Monday, 28 April 2008

Fair Weather Fishing?!

The variety of venues we fish and conditions we experience while fishing them is what keeps us going back for more. Imagine a virtual world where we could pick the conditions and tie on the perfect fly that always catches? It would be like something out of a horror story. In fact it reminds me of a story.

An angler woke up one morning to the perfect day and headed off to his favourite river. There he found the fish to be rising and not another angler in sight. Tackling up hastily he was soon in the water and on his very first cast caught a fish, the most perfect Wild Brown he had ever seen. Fly dried and leader straightened he made another cast, a fish rose and he hooked it. The feeling of joy was immense and at that moment the angler felt as if he was in heaven. After dozens more casts all resulting in a fish no matter if the leader was tangled or fly badly presented the angler realised that actually he was in hell. Imagine fishing with no anticipation, expectation or ............. rain!

Yesterday Jon Hettle and I converged on the banks of Blagdon Lake, one of the most beautiful and special places to enjoy a days Trout fishing in the UK. Tackled up and quietly making our way across to Butcombe Bay under the power of an electric engine the air was filled with anticipation.
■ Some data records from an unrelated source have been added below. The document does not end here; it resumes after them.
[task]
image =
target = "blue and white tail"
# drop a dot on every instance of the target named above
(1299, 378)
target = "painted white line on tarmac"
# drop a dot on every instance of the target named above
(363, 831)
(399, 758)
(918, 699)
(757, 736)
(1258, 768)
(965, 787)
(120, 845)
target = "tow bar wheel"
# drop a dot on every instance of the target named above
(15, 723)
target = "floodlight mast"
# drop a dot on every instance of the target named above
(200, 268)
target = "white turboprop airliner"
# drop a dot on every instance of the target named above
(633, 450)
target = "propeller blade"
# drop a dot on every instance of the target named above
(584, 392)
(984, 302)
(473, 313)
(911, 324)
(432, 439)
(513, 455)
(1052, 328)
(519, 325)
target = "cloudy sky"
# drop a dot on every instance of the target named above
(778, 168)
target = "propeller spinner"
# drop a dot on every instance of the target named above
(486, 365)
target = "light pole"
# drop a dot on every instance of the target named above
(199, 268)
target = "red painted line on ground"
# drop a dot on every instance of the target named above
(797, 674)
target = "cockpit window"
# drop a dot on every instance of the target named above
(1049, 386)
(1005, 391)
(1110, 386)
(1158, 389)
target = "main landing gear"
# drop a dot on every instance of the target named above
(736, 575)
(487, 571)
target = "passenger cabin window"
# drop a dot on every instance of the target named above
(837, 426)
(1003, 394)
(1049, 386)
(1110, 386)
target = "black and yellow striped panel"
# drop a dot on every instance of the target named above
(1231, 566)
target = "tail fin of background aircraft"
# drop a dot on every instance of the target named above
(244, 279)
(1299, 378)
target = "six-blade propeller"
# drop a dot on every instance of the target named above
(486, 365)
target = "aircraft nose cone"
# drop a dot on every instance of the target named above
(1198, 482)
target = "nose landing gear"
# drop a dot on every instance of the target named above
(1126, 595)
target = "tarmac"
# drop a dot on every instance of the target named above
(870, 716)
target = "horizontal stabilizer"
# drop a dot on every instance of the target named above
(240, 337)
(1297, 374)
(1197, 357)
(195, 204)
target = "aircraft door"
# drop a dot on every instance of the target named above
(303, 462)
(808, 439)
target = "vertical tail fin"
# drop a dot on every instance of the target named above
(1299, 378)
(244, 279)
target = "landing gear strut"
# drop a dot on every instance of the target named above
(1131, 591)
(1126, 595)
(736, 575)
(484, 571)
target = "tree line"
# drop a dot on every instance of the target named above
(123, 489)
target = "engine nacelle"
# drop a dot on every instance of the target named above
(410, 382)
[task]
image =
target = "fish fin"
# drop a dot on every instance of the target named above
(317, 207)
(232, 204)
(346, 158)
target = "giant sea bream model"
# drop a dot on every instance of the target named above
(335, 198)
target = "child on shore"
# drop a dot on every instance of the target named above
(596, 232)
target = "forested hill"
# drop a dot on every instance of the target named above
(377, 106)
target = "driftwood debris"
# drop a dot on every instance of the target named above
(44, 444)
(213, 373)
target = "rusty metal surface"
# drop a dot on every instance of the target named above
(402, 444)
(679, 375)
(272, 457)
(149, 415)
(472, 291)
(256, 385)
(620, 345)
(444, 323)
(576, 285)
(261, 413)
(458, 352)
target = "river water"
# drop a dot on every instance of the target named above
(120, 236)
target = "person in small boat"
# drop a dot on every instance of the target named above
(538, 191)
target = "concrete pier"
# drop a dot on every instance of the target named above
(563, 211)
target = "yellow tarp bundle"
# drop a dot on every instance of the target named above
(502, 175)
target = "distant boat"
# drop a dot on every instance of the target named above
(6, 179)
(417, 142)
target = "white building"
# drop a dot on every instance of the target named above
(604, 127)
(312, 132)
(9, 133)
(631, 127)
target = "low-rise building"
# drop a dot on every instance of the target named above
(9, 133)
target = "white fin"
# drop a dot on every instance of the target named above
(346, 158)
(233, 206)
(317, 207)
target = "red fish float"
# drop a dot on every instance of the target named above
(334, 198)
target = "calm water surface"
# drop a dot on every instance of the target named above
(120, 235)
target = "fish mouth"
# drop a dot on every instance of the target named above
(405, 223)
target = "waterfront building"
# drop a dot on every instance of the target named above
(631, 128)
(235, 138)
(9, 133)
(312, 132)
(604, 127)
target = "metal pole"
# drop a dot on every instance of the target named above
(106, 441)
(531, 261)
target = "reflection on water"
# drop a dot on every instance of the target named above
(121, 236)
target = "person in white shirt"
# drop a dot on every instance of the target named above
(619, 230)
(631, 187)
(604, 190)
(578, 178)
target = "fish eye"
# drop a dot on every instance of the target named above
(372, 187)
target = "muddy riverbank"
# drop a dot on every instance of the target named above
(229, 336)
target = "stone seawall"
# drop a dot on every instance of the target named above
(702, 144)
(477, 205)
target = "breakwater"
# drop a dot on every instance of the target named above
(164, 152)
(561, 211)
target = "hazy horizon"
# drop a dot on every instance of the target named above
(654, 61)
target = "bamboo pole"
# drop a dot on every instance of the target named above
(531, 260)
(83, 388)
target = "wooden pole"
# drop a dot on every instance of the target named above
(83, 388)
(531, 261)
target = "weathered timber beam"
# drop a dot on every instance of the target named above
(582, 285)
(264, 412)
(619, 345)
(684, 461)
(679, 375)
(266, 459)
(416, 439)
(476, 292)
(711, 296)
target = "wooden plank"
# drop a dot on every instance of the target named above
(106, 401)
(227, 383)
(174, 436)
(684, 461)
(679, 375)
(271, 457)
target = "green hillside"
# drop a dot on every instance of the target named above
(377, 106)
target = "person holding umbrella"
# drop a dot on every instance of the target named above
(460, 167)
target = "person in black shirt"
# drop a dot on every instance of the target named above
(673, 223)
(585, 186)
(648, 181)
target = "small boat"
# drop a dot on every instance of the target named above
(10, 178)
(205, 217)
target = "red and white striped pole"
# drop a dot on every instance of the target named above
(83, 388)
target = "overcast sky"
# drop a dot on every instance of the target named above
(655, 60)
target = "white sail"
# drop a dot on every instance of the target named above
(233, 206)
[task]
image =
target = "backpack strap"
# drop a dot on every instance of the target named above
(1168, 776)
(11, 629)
Just soft shell fleeces were needed to keep us warm and as we began fishing we frequently punctuated each conversation with a remark about how warm and pleasant the day was. The fishing was slow but we had enough action to keep us interested and knew that Top End was producing well, but as there was an England eliminator and an armada of boats in the area we looked elsewhere for sport. However a couple of hours in we finally decided to join the crowd based on lots of rumours that the sport had been prolific in this area. So we set off.

Arriving for our first drift Jon promptly hooked his first ever reservoir Brown and shortly afterwards he had a Rainbow follow suit. Taken on static Diawl Bachs coupled to an 18ft leader this is wonderful fishing , just waiting for the line to snap tight and the fish to tear off on a turbo charged run. Happy Days!


That was until we spied a rather large cloud on the horizon that introduced itself to us via an 180 degree wind shift and a barrage of rain!


I don't think I have ever seen conditions change so quickly. Compare the weather in Jons grip and grin shot to the rather different scene below! We continued to catch slowly but had to alter drifts regularly and found the fish picked out size 14 Diawl Bachs dressed plainly rather than more gaudy size 10 versions. During the torrential down pours we were very happy to be dressed from top top toe in Greys GRXi Waterproofs which proved to be as reliable as ever.


A busy man Jon had to head off by 7pm to sort out a presentation for work. This was a shame because suddenly the rain stopped and I was treated to a stunning scene as the sun lowered. Many said that working as a guide would mean that I would not want to fish. Nothing could be further from the truth! I could feel Home Bay calling and heading back out with a team consisting of Diawl Bachs and Crunchers I took 3 fish in quick succession. I only wish there had been more daylight, I could have stayed for hours.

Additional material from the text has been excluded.